Même les festins collectifs prennent une tournure politique. Dans une vidéo publiée par Futur et relayée sur X, Sandrine Rousseau s'attaque aux banquets du Canon français, ces événements festifs où des milliers de convives se rassemblent autour de longues tables, savoureux produits locaux, vin et chansons populaires.
« Ils consomment du porc, et cela ne semble pas considéré comme antisémite ? C'est étrange », remarque la députée, ajoutant : « C'est jugé islamophobe, mais ça passe […] je suis très surprise. »
Rousseau dépeint ces banquets non pas simplement comme des repas, mais comme un symbole d'exclusion. Pour elle, la présence proéminente du porc représente un problème pour ceux qui, pour raisons religieuses, ne peuvent en consommer. Ce qui est présenté comme une convivialité par les organisateurs devient, dans son discours, une forme de discrimination.
Pourtant, les organisateurs du Canon français affirment avoir une ambition tout autre : célébrer le terroir et l'esprit communautaire. Depuis plusieurs années, leur concept connaît un succès sans précédent, se traduisant par de vastes tablées animées par des chansons traditionnelles et une ambiance festive. Ainsi, à Colmar, le 30 mai dernier, malgré les controverses, plus de 3 500 personnes se sont réunies autour d'un banquet alsacien, défiant les appels à l'annulation et bénéficiant d'une sécurité renforcée.

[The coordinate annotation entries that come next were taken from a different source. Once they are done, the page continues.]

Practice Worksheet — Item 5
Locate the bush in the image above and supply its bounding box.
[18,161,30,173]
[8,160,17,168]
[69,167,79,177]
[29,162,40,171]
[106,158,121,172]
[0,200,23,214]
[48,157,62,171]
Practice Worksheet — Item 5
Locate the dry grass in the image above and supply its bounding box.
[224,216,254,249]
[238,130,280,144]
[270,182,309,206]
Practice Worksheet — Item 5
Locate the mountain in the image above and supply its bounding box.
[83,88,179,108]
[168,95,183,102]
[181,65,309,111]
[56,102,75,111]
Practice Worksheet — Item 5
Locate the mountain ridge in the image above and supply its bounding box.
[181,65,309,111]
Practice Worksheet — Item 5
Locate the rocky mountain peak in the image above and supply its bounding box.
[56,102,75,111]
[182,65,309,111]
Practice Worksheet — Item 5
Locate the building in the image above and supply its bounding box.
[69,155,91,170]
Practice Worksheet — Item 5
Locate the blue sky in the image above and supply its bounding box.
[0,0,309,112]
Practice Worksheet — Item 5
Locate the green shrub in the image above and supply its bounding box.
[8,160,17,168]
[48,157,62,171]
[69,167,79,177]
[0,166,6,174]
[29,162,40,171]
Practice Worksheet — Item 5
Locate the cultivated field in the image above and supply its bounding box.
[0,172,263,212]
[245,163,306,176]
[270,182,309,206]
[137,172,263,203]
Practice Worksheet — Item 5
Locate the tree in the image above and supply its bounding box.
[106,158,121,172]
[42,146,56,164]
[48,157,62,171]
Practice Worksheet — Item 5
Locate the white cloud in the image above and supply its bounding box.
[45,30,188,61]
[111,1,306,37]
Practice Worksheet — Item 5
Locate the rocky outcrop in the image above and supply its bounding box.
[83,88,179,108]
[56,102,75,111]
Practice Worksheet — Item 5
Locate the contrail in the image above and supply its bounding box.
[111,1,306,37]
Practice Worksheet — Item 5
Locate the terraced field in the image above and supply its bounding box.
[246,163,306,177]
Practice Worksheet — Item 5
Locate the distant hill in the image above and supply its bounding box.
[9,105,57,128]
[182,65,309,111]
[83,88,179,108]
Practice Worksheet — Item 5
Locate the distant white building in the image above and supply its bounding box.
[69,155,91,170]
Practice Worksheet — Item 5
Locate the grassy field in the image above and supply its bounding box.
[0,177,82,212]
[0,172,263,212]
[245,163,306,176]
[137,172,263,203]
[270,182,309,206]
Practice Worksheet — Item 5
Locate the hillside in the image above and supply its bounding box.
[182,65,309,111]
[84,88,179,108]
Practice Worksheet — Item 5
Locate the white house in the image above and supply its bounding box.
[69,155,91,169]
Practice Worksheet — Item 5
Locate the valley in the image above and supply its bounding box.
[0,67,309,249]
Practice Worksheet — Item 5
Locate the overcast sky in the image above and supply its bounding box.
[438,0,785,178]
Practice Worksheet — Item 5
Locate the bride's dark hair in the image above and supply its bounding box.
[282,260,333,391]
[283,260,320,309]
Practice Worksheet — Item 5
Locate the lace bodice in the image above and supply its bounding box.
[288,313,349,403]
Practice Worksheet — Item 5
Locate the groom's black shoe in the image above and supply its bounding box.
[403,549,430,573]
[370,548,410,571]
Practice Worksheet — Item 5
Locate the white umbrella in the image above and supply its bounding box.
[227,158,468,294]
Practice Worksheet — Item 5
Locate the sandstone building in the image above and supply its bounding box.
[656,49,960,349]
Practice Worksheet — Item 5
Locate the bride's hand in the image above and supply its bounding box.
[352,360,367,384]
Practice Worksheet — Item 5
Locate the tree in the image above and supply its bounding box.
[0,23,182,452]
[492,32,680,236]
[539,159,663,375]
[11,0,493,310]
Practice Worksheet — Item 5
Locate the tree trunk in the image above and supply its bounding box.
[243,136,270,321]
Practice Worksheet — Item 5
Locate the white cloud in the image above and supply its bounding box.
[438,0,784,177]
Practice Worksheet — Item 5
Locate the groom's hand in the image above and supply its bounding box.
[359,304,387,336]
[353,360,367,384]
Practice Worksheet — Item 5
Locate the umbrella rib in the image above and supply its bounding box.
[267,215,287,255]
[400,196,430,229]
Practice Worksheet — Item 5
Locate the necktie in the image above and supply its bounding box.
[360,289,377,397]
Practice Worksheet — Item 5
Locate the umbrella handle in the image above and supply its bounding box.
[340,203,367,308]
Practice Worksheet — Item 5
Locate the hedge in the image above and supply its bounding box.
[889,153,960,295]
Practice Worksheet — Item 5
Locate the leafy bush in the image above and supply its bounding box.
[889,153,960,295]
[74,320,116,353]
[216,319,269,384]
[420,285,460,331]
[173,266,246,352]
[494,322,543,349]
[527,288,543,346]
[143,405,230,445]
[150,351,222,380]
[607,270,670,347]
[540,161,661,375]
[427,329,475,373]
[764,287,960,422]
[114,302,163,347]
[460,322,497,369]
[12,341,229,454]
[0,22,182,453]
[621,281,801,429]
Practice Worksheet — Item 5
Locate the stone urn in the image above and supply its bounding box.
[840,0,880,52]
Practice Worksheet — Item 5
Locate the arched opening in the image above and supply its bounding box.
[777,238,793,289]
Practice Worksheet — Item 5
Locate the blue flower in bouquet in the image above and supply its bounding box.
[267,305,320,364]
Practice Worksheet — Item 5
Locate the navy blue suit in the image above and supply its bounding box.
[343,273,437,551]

Pour Sandrine Rousseau, le @CanonFrancais serait non seulement islamophobe mais aussi antisémite : preuve en est, ils… consomment du porc.
— Boulevard Voltaire (@BVoltaire) 22 juin 2026
Ces rituels alimentaires suscitent désormais des tensions au sein de la gauche. Avant Rousseau, la députée LFI Sarah Legrain avait déjà provoqué une polémique en accusant le gouvernement de laisser les banquets du Canon français répandre la terreur. La droite a réagi avec véhémence à ce commentaire, voyant un écart alarmant entre l'image festive et le vocabulaire employé.
Chaque banquet semble maintenant élaborer un procès d'intention : le porc ? Trop identitaire. Le vin rouge ? Trop conventionnel. Les refrains populaires ? Trop nostalgiques. Les drapeaux tricolores ? Trop problématiques. En quelques mois, le Canon français s'est mué en un nouveau champ de bataille au sein de la guerre culturelle.
Une récente prise de parole de Sandrine Rousseau illustre encore cette tendance au sein de l'écologie politique contemporaine : transformer des gestes quotidiens en enjeux idéologiques. Après les barbecues jugés trop virils et les steaks rebaptisés en « cadavres d'animaux », voici les banquets du terroir accusés de véhiculer un message d'exclusion. À ce rythme, peu d'éléments de notre quotidien pourraient rester gratuits de sous-entendus politiques.
Malgré sa volonté affichée de rester apolitique, le Canon français subit d'ores et déjà l'intrusion des enjeux politiques. Ironiquement, plus les organisateurs promeuvent une atmosphère festive, plus leurs adversaires en perçoivent une menace.